Die Klägerin ist die Witwe des 1935 geborenen und 2001 verstorbenen A., der bei der Beklagten versichert war (Versicherter). Dieser war von 1950 bis 1953 in den C.-Werken C. als Hilfsarbeiter in der Produktion mit Asbestkontakt tätig. Nach weiteren Tätigkeiten war der Kläger von 1959 bis 1960 als Lokheizer beschäftigt, wobei auch bei dieser Tätigkeit eine Asbestexposition annehmbar ist.
Der Versicherte befand sich nach erstmaligem verdächtigen CT-Befund vom 09.10.2000 aufgrund eines angenommenen Pleuramesotheliom rechts vom 27.11.2000 bis zum 22.12.2000 im Fachkrankenhaus C.. In der Epikrise vom 09.01.2001 ist ausgeführt: “Für eine berufliche Verursachung des anzunehmenden Pleuramesothelioms haben wir keine Hinweise gefunden.„
Aufgrund zunehmender Atemnot und Verschlechterung des Allgemeinzustandes begab sich der Versicherte ab 22.03.2001 in die Behandlung ins Krankenhaus A.. Am 01.06.2001 wurde der Versicherte auf eigenen Wunsch im in A. zur Palliativbehandlung aufgenommen, dort verstarb er 2001.
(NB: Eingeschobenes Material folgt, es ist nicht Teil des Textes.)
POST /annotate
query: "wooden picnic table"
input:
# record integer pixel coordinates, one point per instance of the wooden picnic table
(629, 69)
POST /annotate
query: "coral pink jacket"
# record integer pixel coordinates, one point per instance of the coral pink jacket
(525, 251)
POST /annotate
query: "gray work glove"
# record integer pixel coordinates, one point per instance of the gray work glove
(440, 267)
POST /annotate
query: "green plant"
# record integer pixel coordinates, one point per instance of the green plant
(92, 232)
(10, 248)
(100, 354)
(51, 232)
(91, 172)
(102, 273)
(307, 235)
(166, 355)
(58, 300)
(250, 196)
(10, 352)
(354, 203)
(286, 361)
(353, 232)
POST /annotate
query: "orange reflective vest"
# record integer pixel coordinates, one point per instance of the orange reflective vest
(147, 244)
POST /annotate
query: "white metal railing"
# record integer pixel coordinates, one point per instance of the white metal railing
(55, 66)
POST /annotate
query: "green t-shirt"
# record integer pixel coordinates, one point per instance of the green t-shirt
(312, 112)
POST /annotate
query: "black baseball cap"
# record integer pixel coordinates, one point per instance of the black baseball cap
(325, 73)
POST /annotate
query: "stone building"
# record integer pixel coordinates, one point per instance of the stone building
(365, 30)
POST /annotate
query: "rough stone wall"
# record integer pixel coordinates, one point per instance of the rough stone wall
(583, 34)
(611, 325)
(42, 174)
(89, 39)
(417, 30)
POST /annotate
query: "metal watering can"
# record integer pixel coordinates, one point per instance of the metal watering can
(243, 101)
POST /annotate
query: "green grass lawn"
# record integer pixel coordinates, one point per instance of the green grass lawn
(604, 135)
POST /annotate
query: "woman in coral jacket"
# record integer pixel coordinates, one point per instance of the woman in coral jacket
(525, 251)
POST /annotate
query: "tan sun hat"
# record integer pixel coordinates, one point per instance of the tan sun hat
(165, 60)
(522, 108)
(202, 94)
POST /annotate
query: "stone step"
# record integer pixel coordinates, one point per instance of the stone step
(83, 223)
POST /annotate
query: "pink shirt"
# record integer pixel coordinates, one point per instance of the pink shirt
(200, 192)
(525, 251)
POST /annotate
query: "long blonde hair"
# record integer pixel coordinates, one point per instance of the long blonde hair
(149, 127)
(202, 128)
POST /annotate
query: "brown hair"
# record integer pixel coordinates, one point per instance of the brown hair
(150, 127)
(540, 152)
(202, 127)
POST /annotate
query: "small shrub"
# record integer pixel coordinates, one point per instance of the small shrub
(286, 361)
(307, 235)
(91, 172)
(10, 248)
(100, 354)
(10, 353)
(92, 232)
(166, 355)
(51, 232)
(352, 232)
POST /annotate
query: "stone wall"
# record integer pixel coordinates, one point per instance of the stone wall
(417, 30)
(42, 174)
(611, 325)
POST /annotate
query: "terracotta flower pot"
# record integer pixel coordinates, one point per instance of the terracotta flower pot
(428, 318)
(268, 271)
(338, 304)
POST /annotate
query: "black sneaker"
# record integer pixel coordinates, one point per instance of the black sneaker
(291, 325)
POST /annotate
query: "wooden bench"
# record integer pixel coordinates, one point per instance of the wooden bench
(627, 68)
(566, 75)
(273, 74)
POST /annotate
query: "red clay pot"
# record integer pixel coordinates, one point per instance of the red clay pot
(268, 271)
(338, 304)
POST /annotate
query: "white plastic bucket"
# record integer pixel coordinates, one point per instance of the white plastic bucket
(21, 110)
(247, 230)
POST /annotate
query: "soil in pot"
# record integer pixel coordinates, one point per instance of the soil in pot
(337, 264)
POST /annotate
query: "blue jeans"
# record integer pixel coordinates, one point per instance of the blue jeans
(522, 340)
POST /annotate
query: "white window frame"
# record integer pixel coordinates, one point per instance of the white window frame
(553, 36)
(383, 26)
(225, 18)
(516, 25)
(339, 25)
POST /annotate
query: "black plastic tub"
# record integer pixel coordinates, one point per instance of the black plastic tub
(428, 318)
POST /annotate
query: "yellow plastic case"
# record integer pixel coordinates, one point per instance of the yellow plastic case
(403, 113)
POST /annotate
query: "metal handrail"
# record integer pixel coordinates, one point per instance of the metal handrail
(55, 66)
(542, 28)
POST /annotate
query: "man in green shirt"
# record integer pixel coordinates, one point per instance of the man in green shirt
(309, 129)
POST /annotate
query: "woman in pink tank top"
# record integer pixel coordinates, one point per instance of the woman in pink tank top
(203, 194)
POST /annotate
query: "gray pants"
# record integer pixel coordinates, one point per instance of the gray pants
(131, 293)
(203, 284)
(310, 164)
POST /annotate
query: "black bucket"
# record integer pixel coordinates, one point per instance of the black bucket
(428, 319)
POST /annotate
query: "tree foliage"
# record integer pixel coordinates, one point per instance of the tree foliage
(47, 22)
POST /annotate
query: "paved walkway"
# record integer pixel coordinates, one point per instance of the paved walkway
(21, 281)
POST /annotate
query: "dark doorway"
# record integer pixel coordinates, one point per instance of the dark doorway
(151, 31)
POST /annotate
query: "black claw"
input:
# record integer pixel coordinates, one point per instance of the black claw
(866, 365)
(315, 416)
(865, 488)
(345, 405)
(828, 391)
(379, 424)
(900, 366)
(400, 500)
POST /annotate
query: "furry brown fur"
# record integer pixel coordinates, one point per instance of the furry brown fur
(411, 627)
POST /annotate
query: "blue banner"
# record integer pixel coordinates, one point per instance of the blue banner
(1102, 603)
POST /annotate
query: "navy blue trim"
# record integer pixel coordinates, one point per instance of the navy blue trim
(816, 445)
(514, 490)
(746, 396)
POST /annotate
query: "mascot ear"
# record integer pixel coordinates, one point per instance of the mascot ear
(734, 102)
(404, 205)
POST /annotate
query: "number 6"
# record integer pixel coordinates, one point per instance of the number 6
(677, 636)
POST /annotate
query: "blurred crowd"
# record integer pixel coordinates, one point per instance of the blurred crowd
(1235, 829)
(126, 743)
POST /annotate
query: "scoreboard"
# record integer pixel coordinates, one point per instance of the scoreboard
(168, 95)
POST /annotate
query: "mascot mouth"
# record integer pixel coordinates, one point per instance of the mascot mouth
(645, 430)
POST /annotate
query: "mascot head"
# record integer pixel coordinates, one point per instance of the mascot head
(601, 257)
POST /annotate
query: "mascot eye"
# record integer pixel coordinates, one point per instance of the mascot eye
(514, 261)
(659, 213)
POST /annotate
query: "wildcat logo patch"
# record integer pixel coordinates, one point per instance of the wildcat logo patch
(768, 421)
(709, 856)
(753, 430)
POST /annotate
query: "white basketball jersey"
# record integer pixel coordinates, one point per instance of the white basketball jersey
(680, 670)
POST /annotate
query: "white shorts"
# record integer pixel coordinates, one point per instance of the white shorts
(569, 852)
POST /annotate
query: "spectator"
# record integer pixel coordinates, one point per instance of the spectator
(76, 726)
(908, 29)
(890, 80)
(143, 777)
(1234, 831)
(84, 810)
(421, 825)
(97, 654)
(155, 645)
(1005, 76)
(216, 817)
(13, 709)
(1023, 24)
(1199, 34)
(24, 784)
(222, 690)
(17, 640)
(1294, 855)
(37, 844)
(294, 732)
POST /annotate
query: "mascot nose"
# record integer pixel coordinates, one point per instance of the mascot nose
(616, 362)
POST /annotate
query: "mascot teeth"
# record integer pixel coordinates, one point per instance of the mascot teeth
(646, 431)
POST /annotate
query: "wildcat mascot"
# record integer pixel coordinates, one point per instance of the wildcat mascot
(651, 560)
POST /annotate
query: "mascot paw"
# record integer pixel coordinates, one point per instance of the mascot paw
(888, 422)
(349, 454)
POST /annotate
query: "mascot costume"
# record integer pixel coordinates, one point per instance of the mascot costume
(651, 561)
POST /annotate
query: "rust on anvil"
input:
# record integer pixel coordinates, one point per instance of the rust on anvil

Mit Datum vom 28.07.2001 teilte die Zeugin G., Fachärztin für Innere Medizin am in A., Oberärztin, dem Sächsischen Landesinstitut für Arbeitsschutz und -medizin einen Verdacht auf Vorliegen einer BK mit. Der Versicherte sei am 15.06.2001 verstorben und habe im Bremsbelägewerk gearbeitet. Diagnostiziert worden sei ein Pleuramesotheliom rechts.
Das Sächsische Landesinstitut für Arbeitsschutz und Arbeitsmedizin leitete diese BK-Anzeige an die Berufsgenossenschaft der chemischen Industrie weiter, die nach eigenen Ermittlungen am 15.01.2003 das Verfahren an die Beklagte abgab.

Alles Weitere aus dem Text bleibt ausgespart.